Moses » Releases

Releases

Release 4.0 (5th Oct, 2017)

This is the current stable release.

Get the code on github
Download Binaries
Pre-made models
Virtual Machines files
Release notes

Release 3.0 (3rd Feb, 2015)

Get the code on github
Download Binaries
Pre-made models
Virtual Machines files
Release notes

Release 2.1.1 (3rd March, 2014)

This is a minor patch for a bug that prevent Moses from linking with tcmalloc when it is available on the compilation machine. Using tcmalloc can substantially speed up decoding, at the cost of more memory usage.

Get the code on github

Release 2.1 (21th Jan, 2014)

Get the code on github
Download Binaries

Overview

The broad aim of this release is to tackle more complicated issues to enable better expandability and reliability.

Specifically, the decoder has been refactored to create a more modular framework to enable easier incorporation of new feature functions into Moses. This has necessitate major changes in many other parts of the toolkit, including training and tuning.

As well as the refactored code, this release also incorporate a host of new features donated by other developers. Transliteration modules, better error handling, small and fast language models, and placeholders are just some of the new features that spring to mind.

We have also continue to expand the testing regime to maintain the reliability of the toolkit, while enable more developers to contribute to the project.

We distribute Moses as: 1. source code, 2. binaries for Windows (32 and 64 bit), Mac OSX (Mavericks), and various flavours of Linux (32 and 64 bit). 3. pre-installed in a Linux virtual machine, using the open source VirtualBox application. 4. Amazon cloud server image.

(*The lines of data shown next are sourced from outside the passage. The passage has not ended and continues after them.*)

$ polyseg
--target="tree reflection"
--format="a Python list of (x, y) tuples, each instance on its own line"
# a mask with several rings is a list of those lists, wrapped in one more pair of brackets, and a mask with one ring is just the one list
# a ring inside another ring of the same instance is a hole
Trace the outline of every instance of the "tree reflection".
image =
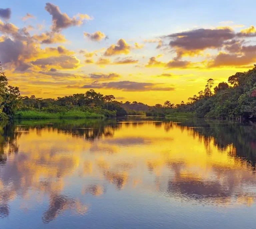
[(50, 196), (49, 207), (42, 218), (43, 222), (48, 223), (62, 212), (70, 209), (80, 214), (84, 214), (87, 211), (87, 207), (79, 201), (59, 193), (51, 193)]

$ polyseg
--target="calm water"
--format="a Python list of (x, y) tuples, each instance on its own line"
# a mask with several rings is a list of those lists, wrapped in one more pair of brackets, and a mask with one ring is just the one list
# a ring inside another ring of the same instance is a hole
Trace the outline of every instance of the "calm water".
[(255, 228), (253, 123), (134, 117), (0, 132), (1, 228)]

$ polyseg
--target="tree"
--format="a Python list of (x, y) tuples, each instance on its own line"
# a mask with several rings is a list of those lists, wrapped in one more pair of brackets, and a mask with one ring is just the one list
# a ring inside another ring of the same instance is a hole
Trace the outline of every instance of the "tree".
[(234, 75), (230, 76), (228, 78), (228, 82), (234, 87), (239, 85), (245, 76), (245, 74), (242, 72), (237, 72)]
[(38, 107), (38, 109), (40, 110), (41, 107), (41, 104), (42, 104), (42, 101), (43, 98), (37, 98), (36, 103), (37, 104), (37, 106)]
[(108, 103), (112, 103), (115, 99), (115, 97), (112, 95), (105, 96), (103, 98), (104, 101), (107, 104), (107, 110), (108, 110)]
[(229, 88), (228, 85), (225, 82), (222, 82), (219, 84), (218, 86), (216, 86), (214, 88), (214, 93), (216, 93), (222, 90), (225, 90)]
[(8, 81), (2, 72), (0, 62), (0, 114), (3, 112), (9, 116), (13, 114), (20, 105), (20, 95), (19, 88), (8, 85)]
[(166, 108), (172, 108), (174, 106), (174, 104), (172, 104), (168, 100), (166, 101), (164, 104), (164, 107)]
[(207, 84), (205, 85), (205, 89), (204, 90), (205, 96), (211, 96), (212, 95), (211, 89), (214, 84), (214, 81), (212, 79), (209, 79), (207, 81)]

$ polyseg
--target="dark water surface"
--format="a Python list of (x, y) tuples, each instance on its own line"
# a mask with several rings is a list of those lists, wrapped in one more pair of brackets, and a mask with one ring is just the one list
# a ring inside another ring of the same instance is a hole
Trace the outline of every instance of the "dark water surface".
[(253, 123), (130, 117), (0, 132), (1, 228), (256, 227)]

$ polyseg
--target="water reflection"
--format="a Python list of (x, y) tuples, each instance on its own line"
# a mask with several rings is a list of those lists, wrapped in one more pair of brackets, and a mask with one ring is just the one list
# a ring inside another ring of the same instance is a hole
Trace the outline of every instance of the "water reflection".
[(134, 117), (3, 123), (0, 218), (16, 210), (18, 199), (36, 206), (45, 198), (44, 223), (69, 211), (84, 215), (88, 201), (111, 195), (112, 188), (198, 204), (251, 206), (256, 129), (253, 123)]

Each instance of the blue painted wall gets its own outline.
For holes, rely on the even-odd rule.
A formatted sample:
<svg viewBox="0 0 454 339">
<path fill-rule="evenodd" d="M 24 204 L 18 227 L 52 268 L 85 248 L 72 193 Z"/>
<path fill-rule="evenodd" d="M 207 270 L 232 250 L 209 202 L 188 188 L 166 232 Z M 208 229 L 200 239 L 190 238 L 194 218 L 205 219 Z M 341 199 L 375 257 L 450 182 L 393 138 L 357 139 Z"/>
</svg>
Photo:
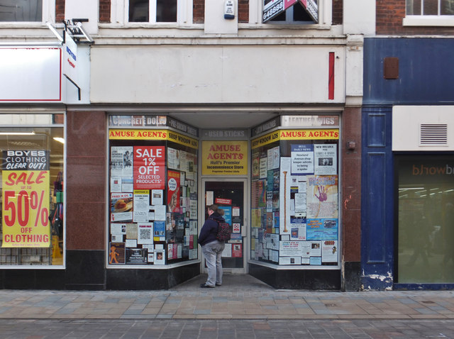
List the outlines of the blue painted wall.
<svg viewBox="0 0 454 339">
<path fill-rule="evenodd" d="M 399 79 L 383 78 L 385 57 L 399 57 Z M 454 39 L 366 38 L 365 104 L 453 104 Z"/>
<path fill-rule="evenodd" d="M 386 57 L 399 58 L 399 79 L 384 79 Z M 361 184 L 361 280 L 364 289 L 396 288 L 393 287 L 392 106 L 452 105 L 453 87 L 454 39 L 365 39 Z"/>
</svg>

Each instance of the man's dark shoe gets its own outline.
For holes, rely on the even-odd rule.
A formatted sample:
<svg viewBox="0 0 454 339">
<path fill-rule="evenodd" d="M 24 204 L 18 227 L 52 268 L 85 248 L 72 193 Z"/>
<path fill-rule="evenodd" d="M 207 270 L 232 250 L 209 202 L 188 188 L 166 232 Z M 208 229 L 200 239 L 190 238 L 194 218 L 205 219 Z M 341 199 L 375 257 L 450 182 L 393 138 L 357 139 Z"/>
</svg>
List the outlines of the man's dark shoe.
<svg viewBox="0 0 454 339">
<path fill-rule="evenodd" d="M 203 283 L 203 284 L 200 284 L 200 288 L 201 289 L 214 289 L 214 286 L 210 286 L 210 285 L 207 285 L 205 283 Z"/>
</svg>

Release 1.0 (28th Jan, 2013)

Get the code on github

Overview

The Moses community has grown tremendously over the last few years. From the beginning as a purely research-driven project, we are now a diverse community of academic and business users, ranging in experience from hardened developers to new users.

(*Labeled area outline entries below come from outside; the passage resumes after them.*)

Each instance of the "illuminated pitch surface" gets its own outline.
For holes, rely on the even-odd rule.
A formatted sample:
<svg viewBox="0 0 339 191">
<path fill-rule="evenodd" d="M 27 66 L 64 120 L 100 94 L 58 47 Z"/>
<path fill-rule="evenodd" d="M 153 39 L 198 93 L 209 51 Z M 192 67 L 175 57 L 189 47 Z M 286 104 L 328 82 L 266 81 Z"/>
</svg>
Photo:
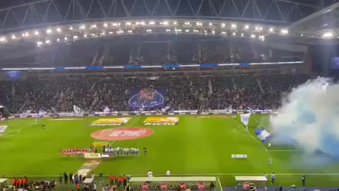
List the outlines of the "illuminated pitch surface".
<svg viewBox="0 0 339 191">
<path fill-rule="evenodd" d="M 8 124 L 9 127 L 5 134 L 0 136 L 1 175 L 37 175 L 39 178 L 35 178 L 39 179 L 50 179 L 43 176 L 55 175 L 53 179 L 56 180 L 59 174 L 64 171 L 76 172 L 85 162 L 75 157 L 61 158 L 60 149 L 89 147 L 95 141 L 102 141 L 90 137 L 92 133 L 101 129 L 136 127 L 153 129 L 154 133 L 142 139 L 109 142 L 113 142 L 113 146 L 138 147 L 141 155 L 105 160 L 95 170 L 95 174 L 102 172 L 106 175 L 111 173 L 146 175 L 148 170 L 151 170 L 157 175 L 170 170 L 172 174 L 217 174 L 215 175 L 220 177 L 223 185 L 234 186 L 232 174 L 258 175 L 274 171 L 280 185 L 301 185 L 303 173 L 313 174 L 307 175 L 307 186 L 337 185 L 339 164 L 304 170 L 302 166 L 296 165 L 299 162 L 301 152 L 267 151 L 259 139 L 248 134 L 230 116 L 177 117 L 179 120 L 176 125 L 143 125 L 148 116 L 133 116 L 119 127 L 88 125 L 103 117 L 66 120 L 39 119 L 40 125 L 46 125 L 45 129 L 42 129 L 40 125 L 35 125 L 35 119 L 32 118 L 1 121 L 1 124 Z M 259 121 L 260 127 L 267 127 L 269 117 L 258 115 L 251 117 L 249 130 L 253 137 L 255 137 L 256 120 Z M 143 156 L 143 147 L 147 147 L 146 157 Z M 293 149 L 273 146 L 271 149 Z M 248 158 L 231 158 L 232 154 L 247 154 Z M 273 158 L 270 168 L 270 157 Z"/>
</svg>

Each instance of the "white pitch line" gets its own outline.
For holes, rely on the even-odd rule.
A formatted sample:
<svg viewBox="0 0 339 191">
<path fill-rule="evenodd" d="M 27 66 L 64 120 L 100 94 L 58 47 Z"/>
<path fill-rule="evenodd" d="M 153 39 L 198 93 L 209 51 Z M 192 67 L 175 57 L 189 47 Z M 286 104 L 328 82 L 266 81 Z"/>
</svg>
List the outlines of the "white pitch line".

Therefore, the first priority of this release has been to concentrate on resolving long-standing, but straightforward, issues to make the toolkit easier to use and more efficient. The provision of full-time development team devoted to the maintenance and enhancement of the Moses toolkit has allowed has to tackle many useful engineering problems.

A second priority was to put in place a multi-tiered testing regime to enable more developers to contribute to the project, more quickly, while ensuring the reliability of the toolkit. However, we have not stopped adding new features to the toolkit; the next section lists a number of major features added in the last 9 months.

New Features

The following is a list of the major new features in the Moses toolkit since May 2012, in roughly chronological order.

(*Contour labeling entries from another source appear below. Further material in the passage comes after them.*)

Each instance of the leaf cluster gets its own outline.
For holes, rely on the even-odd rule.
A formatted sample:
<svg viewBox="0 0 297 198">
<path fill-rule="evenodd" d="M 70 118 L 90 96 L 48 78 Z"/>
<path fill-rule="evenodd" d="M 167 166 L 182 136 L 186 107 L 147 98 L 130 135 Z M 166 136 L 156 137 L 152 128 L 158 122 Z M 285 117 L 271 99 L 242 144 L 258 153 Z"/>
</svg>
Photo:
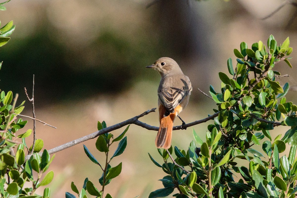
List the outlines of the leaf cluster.
<svg viewBox="0 0 297 198">
<path fill-rule="evenodd" d="M 95 146 L 99 151 L 104 153 L 105 154 L 106 158 L 104 165 L 101 165 L 86 146 L 83 145 L 85 153 L 89 159 L 91 161 L 98 165 L 103 172 L 101 177 L 99 179 L 99 183 L 102 186 L 102 189 L 100 191 L 98 190 L 93 183 L 89 180 L 88 177 L 85 180 L 83 188 L 80 191 L 78 191 L 76 186 L 72 182 L 71 184 L 71 189 L 77 194 L 79 198 L 87 198 L 88 197 L 86 193 L 87 191 L 91 195 L 95 196 L 96 197 L 100 198 L 104 197 L 103 193 L 105 186 L 108 184 L 112 179 L 119 176 L 121 173 L 122 170 L 121 162 L 114 167 L 112 167 L 110 164 L 113 158 L 122 154 L 125 150 L 127 146 L 127 136 L 124 136 L 129 126 L 128 125 L 123 133 L 116 138 L 114 138 L 113 135 L 109 133 L 106 133 L 98 136 L 96 141 Z M 106 124 L 105 121 L 103 121 L 102 123 L 98 121 L 97 128 L 98 131 L 104 129 L 106 127 Z M 113 143 L 119 141 L 120 142 L 116 149 L 111 157 L 109 157 L 110 146 Z M 65 196 L 66 198 L 76 197 L 75 195 L 68 192 L 66 193 Z M 108 193 L 105 197 L 105 198 L 111 198 L 112 197 L 110 194 Z"/>
<path fill-rule="evenodd" d="M 167 196 L 176 188 L 178 193 L 173 196 L 179 198 L 295 197 L 297 106 L 286 101 L 289 84 L 281 86 L 277 80 L 282 76 L 274 67 L 282 61 L 292 67 L 287 57 L 293 50 L 289 45 L 288 37 L 278 45 L 271 35 L 267 47 L 260 41 L 250 48 L 243 42 L 239 50 L 234 49 L 235 70 L 232 59 L 227 61 L 231 77 L 220 72 L 220 91 L 210 87 L 217 107 L 214 110 L 219 113 L 208 127 L 206 141 L 193 130 L 200 148 L 194 141 L 185 150 L 174 147 L 175 161 L 184 170 L 168 162 L 165 151 L 158 150 L 162 165 L 149 155 L 168 175 L 160 180 L 164 188 L 151 193 L 149 198 Z M 281 125 L 291 128 L 273 140 L 270 131 Z M 262 145 L 262 151 L 256 145 Z M 281 156 L 288 146 L 289 156 Z M 172 152 L 172 148 L 169 150 Z M 241 176 L 238 181 L 235 172 Z"/>
<path fill-rule="evenodd" d="M 45 150 L 41 157 L 38 152 L 42 149 L 43 142 L 37 139 L 34 149 L 35 153 L 26 161 L 25 153 L 29 153 L 30 149 L 27 147 L 25 140 L 30 136 L 32 130 L 18 133 L 18 131 L 23 128 L 28 121 L 20 118 L 16 119 L 15 114 L 20 114 L 25 107 L 23 106 L 25 101 L 15 107 L 17 96 L 16 95 L 12 104 L 12 92 L 9 91 L 6 94 L 2 91 L 0 93 L 0 194 L 4 197 L 49 197 L 48 188 L 45 189 L 43 196 L 35 194 L 34 192 L 37 188 L 48 184 L 53 180 L 52 171 L 43 177 L 42 175 L 48 168 L 55 155 L 50 158 L 48 152 Z M 16 142 L 19 139 L 22 143 Z M 15 155 L 11 151 L 17 147 Z M 34 177 L 34 172 L 37 173 L 37 177 Z M 28 182 L 32 183 L 32 187 L 28 188 L 28 185 L 25 185 Z"/>
</svg>

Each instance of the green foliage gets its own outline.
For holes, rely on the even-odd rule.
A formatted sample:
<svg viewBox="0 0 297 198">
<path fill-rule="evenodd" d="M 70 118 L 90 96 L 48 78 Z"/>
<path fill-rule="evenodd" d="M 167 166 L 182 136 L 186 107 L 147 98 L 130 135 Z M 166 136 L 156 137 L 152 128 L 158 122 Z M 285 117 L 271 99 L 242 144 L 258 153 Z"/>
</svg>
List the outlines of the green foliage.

Parallel Training by Hieu Hoang and Rohit Gupta.

The training process has been improved and can take advantage of multi-core machines. Parallelization was achieved by partitioning the input data, then running the translation rule extraction processes in parallel before merging the data. The following is the timing for the extract process on different number of cores:

Cores	One	Two	Three	Four
Time taken (mins)	48:55	33:13	27:52	25:35

The training processes have also been redesigned to decrease disk access, and to use less disk space. This is important for parallel processing as disk IO often becomes the limiting factor with a large number of simultaneous disk access. It is also important when training syntactically inspired models or using large amounts of training data, which can result in very large translation models.

IRST LM training integration by Hieu Hoang and Philipp Koehn

The IRST toolkit for training language models have been integrated into the Experiment Management System. The SRILM software previously carried out this functionality. Substituting IRST for SRI means that the entire training pipeline can be run using only free, open-source software. Not only is the IRST toolkit unencumbered by a proprietary license, it is also parallelizable and capable of training with a larger amount of data than was otherwise possible with SRI.

Distributed Language Model by Oliver Wilson.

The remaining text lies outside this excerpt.